A Singapour, le nouveau siège régional de Schneider Electric, inauguré au printemps, s’appelle « The Pulse » (« le pouls »). Et pourtant, il ne s’agit pas d’un immeuble neuf. Il a été construit en « recyclant » un bloc de neuf étages construit à la fin des années 1990, entièrement désossé puis reconverti. L’immeuble de 20 000 mètres carrés, où travaillent 1 200 personnes, se veut une vitrine du bâtiment intelligent, tant pour l’entreprise française que pour le gouvernement singapourien.

Un décor de science-fiction

Au rez-de-chaussée, un écran digne d’un décor de film de science-fiction montre aux visiteurs l’activité, notamment énergétique, de tout l’immeuble en temps réel.
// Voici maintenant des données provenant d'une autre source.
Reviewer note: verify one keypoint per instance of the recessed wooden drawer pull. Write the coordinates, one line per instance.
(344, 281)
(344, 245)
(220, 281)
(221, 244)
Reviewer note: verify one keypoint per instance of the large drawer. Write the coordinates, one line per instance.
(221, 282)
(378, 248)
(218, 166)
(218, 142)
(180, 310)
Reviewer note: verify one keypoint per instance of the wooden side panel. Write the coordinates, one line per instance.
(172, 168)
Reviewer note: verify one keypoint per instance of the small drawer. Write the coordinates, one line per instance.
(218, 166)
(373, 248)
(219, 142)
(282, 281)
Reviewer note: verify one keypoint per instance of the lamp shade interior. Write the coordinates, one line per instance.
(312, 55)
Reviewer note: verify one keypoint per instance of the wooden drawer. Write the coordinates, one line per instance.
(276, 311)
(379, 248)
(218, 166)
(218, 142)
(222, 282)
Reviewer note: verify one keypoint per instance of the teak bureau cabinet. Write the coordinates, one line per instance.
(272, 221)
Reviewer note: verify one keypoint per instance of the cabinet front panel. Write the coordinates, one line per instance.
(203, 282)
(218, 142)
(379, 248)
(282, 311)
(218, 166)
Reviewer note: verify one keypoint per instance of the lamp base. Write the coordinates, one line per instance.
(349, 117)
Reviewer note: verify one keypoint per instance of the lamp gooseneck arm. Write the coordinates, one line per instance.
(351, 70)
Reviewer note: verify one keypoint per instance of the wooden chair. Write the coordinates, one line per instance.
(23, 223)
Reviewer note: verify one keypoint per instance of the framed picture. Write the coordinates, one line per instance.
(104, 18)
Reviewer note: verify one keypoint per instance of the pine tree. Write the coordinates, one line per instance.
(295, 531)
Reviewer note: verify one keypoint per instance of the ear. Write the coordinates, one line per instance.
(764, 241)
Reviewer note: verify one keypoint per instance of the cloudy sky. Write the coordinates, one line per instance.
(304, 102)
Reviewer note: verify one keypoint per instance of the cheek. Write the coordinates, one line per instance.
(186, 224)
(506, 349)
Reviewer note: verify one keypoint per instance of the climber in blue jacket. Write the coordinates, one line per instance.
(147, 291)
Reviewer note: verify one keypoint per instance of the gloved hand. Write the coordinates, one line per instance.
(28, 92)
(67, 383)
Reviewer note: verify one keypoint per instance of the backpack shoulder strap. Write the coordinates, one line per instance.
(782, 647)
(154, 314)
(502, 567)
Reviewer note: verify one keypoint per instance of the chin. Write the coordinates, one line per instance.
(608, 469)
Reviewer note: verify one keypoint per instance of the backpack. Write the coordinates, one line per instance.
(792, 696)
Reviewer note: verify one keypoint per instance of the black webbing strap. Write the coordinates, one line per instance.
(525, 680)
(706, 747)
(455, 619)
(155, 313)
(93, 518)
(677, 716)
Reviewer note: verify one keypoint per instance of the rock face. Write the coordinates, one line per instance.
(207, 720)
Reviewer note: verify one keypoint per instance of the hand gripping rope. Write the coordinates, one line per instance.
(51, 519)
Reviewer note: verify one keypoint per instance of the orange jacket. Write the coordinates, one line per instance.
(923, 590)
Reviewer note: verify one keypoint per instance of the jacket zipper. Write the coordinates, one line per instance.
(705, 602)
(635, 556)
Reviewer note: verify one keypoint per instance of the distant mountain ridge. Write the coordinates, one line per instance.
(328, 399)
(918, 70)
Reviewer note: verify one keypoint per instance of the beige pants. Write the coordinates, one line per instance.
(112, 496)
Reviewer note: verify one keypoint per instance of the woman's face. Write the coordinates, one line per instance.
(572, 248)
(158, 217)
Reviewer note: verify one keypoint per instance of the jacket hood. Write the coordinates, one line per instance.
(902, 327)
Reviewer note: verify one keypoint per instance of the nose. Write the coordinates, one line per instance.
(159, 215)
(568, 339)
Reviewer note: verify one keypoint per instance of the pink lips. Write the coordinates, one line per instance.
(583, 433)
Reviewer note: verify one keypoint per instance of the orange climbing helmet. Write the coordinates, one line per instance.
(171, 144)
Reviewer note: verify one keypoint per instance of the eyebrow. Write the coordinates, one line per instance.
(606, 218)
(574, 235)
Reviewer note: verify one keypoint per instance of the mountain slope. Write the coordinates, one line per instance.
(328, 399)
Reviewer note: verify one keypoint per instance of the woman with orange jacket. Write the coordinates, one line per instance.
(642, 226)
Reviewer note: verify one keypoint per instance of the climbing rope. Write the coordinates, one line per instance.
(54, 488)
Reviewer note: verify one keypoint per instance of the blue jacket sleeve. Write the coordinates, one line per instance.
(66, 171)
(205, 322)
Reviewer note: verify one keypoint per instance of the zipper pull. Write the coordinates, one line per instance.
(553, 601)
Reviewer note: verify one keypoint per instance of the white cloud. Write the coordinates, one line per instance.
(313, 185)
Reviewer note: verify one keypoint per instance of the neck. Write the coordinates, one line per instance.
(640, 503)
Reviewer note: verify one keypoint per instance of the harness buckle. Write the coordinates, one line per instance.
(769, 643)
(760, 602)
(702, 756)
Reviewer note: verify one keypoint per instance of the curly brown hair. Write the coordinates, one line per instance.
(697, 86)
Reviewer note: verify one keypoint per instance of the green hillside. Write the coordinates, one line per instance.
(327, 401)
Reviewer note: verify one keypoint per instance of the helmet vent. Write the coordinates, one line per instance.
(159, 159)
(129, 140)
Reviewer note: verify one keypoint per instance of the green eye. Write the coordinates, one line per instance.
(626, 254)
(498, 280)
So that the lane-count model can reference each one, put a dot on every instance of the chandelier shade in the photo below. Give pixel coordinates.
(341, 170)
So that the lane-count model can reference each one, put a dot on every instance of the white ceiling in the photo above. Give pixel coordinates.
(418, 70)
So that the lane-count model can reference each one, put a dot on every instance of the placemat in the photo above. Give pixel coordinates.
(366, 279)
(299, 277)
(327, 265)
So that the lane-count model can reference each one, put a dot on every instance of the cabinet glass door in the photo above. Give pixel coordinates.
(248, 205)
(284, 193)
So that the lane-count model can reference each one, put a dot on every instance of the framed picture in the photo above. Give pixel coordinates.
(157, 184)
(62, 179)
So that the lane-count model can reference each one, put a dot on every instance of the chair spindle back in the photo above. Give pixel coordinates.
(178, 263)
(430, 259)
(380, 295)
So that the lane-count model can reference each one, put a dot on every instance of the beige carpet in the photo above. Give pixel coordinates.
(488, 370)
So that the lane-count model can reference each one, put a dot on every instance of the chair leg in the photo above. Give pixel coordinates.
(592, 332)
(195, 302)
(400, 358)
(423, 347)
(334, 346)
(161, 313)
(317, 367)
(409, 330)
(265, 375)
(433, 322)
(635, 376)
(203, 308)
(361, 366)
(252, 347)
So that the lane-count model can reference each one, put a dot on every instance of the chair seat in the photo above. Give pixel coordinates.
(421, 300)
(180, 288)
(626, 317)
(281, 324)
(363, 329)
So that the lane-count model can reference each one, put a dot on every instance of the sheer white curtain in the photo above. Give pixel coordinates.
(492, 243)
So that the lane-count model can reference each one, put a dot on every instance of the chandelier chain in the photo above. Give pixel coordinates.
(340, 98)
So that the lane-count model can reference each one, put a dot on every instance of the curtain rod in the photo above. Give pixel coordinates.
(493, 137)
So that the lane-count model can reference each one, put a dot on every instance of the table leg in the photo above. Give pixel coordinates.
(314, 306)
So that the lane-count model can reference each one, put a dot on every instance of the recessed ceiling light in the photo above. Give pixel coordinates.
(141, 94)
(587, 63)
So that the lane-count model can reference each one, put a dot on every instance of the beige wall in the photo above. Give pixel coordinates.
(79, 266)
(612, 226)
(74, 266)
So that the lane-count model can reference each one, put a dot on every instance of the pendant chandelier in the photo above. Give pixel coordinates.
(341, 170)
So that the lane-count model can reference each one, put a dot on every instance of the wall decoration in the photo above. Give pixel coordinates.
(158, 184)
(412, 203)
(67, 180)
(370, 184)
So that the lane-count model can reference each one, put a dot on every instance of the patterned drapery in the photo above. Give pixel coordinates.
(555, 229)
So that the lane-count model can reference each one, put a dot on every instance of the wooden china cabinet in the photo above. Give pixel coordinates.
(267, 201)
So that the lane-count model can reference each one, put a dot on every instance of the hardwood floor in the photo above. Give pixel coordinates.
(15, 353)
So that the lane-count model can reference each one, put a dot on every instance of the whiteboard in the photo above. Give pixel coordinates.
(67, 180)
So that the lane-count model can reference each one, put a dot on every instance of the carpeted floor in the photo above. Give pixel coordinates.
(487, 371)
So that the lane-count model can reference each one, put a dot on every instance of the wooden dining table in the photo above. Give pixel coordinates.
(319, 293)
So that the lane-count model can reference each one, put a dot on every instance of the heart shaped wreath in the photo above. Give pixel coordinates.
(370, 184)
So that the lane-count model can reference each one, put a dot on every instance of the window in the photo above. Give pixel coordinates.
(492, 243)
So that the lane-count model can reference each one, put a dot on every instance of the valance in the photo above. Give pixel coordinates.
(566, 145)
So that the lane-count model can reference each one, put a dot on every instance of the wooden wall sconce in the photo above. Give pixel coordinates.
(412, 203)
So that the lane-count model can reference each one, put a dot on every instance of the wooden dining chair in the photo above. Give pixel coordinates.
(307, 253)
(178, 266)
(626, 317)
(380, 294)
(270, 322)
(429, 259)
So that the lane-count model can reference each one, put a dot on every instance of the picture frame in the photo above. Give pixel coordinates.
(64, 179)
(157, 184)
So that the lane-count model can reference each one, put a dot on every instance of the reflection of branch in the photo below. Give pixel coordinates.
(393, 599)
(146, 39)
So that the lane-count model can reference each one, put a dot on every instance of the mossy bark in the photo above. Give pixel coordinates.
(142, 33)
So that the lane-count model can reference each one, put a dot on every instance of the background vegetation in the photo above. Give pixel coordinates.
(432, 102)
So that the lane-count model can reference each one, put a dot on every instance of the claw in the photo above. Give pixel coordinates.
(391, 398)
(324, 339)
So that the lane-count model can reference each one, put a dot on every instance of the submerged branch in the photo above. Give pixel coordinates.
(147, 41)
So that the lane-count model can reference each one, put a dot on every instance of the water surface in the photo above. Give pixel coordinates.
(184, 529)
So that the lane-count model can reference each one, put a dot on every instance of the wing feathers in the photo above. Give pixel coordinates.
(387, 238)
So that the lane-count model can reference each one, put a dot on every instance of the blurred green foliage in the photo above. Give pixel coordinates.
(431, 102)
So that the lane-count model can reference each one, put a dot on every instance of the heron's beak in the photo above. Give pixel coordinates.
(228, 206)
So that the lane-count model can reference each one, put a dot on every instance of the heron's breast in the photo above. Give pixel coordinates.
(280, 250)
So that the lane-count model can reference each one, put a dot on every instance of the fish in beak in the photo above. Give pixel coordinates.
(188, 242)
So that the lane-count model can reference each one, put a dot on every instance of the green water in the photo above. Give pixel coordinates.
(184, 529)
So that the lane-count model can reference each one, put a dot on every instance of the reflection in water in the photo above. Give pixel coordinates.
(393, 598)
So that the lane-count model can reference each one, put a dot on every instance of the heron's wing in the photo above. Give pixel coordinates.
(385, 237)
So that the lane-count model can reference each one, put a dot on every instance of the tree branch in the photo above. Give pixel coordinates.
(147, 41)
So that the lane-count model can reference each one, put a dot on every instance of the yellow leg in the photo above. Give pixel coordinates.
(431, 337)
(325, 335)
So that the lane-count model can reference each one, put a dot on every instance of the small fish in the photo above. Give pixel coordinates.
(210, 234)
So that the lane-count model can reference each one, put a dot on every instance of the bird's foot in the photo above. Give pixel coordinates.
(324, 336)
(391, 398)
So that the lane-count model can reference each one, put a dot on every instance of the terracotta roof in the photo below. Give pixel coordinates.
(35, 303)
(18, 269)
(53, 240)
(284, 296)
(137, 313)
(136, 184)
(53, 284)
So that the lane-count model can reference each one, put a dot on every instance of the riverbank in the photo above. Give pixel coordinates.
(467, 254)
Il est possible, à partir de là, de contrôler à distance nombre d’équipements et d’installations et de régler à peu près tous les paramètres d’énergie, de confort et de sécurité : verrouiller ou déverrouiller certaines portes, consulter les caméras, changer la température dans la cantine, régler l’intensité des éclairages dans une salle de réunion ou la ventilation dans une cage d’escalier, vérifier le flux d’eau qui arrive dans les refroidisseurs qui sont sur le toit… C’est ce que Schneider appelle la « technologie invisible », un savoir-faire qui peut s’appliquer à une maison, une usine, un hôpital, un aéroport ou une ville entière.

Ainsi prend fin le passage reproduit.